Tout commence le 21 août 1941. Du haut d’un mirador, Camille Mathieu, 26 ans, aperçoit des femmes, à l’extérieur du camp, tentant d’obtenir des nouvelles de leurs maris, arrêtés la veille par la police parisienne. Il leur demande de partir. Elles insistent. « Écrivez nom et adresse sur un bout de papier, posez-le par terre et disparaissez. Je vous donnerai des nouvelles », répond-il.
Dès lors, Camille Mathieu fera passer des colis de nourriture et des lettres. Aidera d’anciens internés à passer en zone libre. Protégera une famille en la cachant chez sa mère, dans l’Aube. En 1943, il est limogé de la gendarmerie suite à une dénonciation calomnieuse.
La fierté de la famille
Chez les Mathieu, si l’on n’a pas compris tout de suite qu’il y avait un grand homme dans la famille, c’est parce que ce dernier « ne s’en est jamais vanté », se souvient son fils. « Pour lui, il n’y avait aucune bravoure dans ses actes. Avec ma mère, ils n’ont pas réfléchi, pas même pensé aux risques. C’était ainsi. » Si vous lui demandez si avoir un père Juste porte ou pèse, Gérard Mathieu vous répond simplement qu’il est « fier ». Que ses enfants et petits-enfants sont « fiers ». Qu’il essaie de ne rater aucune des commémorations. Et que la mémoire se transmet.
En 2012, son neveu Loris a fait partie d’une délégation de descendants de Justes invitée en Israël pour y rencontrer certains rescapés sauvés par leurs aïeux.

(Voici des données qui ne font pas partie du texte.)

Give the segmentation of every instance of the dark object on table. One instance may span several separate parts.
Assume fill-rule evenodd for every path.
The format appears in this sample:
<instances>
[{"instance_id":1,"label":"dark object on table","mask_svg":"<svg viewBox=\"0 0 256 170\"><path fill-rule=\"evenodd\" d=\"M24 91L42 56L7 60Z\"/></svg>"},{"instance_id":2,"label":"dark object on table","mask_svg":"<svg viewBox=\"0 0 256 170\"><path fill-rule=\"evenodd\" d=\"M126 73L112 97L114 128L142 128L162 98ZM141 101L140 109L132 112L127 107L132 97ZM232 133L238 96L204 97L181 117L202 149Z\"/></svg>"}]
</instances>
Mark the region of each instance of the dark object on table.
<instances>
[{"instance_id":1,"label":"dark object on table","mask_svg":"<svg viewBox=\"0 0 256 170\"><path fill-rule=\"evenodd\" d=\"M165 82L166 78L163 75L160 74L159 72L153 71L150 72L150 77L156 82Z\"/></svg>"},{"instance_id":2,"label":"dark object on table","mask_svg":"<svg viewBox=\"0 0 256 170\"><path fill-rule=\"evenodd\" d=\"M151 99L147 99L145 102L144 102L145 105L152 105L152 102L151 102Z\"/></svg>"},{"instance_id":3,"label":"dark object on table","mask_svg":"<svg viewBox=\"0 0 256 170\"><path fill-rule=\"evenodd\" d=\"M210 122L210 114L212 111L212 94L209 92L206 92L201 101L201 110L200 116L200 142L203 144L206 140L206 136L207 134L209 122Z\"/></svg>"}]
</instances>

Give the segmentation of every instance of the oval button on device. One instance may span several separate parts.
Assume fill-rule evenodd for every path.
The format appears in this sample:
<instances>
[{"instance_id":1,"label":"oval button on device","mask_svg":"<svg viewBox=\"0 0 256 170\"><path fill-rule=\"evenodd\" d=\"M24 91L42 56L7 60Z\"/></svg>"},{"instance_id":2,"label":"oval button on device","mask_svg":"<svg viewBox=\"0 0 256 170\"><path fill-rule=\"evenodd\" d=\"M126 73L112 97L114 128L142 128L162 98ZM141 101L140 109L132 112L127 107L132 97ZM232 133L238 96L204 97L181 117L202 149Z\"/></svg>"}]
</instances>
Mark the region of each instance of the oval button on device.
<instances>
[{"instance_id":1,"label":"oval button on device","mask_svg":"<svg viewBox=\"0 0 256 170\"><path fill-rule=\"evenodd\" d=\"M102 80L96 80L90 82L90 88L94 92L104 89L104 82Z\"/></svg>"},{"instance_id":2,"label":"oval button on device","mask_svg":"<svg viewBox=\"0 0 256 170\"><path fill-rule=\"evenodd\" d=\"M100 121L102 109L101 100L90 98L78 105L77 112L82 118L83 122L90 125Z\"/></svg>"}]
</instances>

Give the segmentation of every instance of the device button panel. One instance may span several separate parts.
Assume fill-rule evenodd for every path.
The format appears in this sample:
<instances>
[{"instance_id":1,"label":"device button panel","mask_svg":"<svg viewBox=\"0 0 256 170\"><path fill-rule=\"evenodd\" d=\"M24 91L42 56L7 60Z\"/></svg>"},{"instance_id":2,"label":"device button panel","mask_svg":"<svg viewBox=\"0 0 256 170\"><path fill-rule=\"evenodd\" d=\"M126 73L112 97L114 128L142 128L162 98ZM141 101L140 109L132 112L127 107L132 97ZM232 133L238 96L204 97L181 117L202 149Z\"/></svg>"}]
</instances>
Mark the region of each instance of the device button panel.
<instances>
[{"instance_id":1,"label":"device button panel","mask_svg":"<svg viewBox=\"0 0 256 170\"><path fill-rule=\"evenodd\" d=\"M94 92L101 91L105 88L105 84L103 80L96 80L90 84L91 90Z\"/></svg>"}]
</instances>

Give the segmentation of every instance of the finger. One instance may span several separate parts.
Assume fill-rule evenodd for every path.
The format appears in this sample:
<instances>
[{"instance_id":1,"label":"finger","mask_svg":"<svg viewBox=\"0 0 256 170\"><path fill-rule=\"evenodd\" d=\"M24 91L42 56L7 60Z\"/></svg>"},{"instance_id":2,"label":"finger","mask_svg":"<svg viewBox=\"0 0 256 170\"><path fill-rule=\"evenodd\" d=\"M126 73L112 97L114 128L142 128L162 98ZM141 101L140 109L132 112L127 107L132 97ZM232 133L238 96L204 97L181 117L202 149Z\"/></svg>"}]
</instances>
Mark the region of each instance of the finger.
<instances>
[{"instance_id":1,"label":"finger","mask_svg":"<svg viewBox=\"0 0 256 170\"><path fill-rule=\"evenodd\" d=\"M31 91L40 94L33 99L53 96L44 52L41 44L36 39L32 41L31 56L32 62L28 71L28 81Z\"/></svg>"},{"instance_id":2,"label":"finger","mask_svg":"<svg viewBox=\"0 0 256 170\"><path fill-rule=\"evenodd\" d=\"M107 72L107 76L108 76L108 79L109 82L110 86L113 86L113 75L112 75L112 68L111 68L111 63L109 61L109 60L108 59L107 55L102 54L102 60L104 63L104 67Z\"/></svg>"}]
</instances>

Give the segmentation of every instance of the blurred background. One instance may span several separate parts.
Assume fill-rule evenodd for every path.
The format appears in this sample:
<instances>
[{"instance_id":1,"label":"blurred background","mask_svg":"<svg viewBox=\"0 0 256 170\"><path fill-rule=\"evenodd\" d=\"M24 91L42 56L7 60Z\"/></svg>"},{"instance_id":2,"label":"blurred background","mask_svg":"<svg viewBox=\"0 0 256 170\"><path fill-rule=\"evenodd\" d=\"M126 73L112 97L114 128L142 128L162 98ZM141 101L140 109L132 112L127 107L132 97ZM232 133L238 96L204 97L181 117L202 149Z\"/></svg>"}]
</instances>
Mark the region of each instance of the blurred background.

À Jérusalem, dans les jardins de Yad Vashem, l’Institut international pour la mémoire de la Shoah, le jeune homme a pu voir l’arbre planté pour son grand-père, en souvenir de ses actes.
Après une carrière dans l’armée, Camille Mathieu est mort en 2017, à 102 ans. « Je m’intéresse, je lis des choses, mais je regrette que le grand public ne connaisse pas assez l’existence de ces personnes qui ont, au péril de leur vie, sauvé des hommes, des femmes, des enfants » : pour Gérard Mathieu, à l’heure où l’antisémitisme s’exprime sans complexe, l’histoire des Justes est plus que jamais un exemple à transmettre.